Gaza – TRT World – Fusilatnews – Agresi Israel di Gaza – yang kini memasuki hari ke-80 – telah menyebabkan sedikitnya 20.500 warga Palestina tewas, sebagian besar perempuan dan anak-anak, dan melukai 54.036 orang.
TRT World – Fusilatnews – Serangan udara Israel terhadap kamp pengungsi Al Maghazi di saat umat kristen sedang merayakan malam Natal di Gaza Tengah telah menewaskan sedikitnya 70 orang, kata juru bicara kementerian kesehatan di daerah kantong tersebut, Ahad malam
Ashraf Al Qudra mengatakan apa yang terjadi di kamp Maghazi adalah “pembantaian” yang dilakukan di blok pemukiman padat penduduk.
Dia menambahkan, jumlah korban tewas kemungkinan akan bertambah, mengingat banyaknya keluarga yang tinggal di sana.
Israel dituduh melakukan penyiksaan yang mengerikan terhadap tahanan Palestina
Kesaksian mengerikan telah muncul mengenai kasus-kasus penyiksaan yang dilakukan militer Israel terhadap tahanan Palestina dari Gaza dan Tepi Barat yang diduduki, menurut pernyataan bersama oleh kelompok urusan tahanan.

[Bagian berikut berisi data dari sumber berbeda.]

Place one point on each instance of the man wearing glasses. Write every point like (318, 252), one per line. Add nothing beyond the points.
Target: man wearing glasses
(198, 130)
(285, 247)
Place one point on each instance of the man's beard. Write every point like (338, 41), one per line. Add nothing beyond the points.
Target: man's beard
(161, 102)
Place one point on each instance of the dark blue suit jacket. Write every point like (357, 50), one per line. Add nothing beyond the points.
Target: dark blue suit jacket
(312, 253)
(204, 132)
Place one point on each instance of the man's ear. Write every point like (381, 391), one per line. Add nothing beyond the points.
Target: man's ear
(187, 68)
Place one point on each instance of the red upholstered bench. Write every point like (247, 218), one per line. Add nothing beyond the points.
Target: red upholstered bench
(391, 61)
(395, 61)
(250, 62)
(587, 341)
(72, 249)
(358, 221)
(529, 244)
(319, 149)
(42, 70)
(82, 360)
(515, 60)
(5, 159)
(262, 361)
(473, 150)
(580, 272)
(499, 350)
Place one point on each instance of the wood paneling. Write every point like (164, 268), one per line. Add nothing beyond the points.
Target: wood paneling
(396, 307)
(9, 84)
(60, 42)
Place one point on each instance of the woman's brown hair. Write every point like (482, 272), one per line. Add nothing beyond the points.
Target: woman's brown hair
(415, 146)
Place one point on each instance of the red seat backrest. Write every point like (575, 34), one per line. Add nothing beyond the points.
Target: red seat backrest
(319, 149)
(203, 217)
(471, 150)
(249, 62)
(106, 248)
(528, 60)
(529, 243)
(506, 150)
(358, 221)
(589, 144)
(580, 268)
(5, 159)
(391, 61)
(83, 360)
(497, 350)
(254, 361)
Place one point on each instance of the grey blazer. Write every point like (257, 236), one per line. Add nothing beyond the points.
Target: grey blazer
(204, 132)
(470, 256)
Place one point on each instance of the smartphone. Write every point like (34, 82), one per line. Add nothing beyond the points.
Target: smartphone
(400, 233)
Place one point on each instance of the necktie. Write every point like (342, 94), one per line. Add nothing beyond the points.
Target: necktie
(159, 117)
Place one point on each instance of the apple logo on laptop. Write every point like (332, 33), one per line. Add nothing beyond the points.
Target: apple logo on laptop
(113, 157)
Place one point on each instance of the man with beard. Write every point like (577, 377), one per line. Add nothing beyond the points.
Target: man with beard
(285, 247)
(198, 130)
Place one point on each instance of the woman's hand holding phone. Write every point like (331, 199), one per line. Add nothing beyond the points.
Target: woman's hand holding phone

“Kesaksian dari para tahanan yang baru-baru ini dibebaskan di Gaza mengungkapkan rincian mengerikan tentang penyiksaan dan penganiayaan yang dilakukan tentara pendudukan terhadap mereka, dan tubuh mereka menunjukkan tanda-tanda pelecehan,” kata pernyataan itu.
Masyarakat tahanan mempublikasikan sebuah video yang menunjukkan seorang pria lanjut usia dengan memar dan luka di kaki dan pergelangan tangannya.
“Tahanan Nael al Barghouti, 66 tahun, telah disiksa selama pemindahannya dari Penjara Ofer di Ramallah barat, ke Penjara Gilboa di Israel utara,” kata siaran pers tersebut.
Para pejabat Israel mengatakan bahwa Mesir telah mengusulkan kepada Tel Aviv dan Hamas untuk melanjutkan perjanjian baru, yang melibatkan pembebasan sandera Israel yang ditahan di Gaza.
“Usulan Mesir diperkirakan akan dibahas pada hari Senin dalam pertemuan kabinet perang,” situs berita Israel Walla mengutip pernyataan seorang pejabat senior Israel yang tidak disebutkan namanya.
“Usulan ini awal dan segar namun penting dan positif,” kata pejabat itu, sambil mengklaim bahwa “Kairo mempunyai pengaruh yang signifikan terhadap Hamas, yang mungkin membantu keberhasilan proposal untuk membebaskan sandera Israel di Gaza.”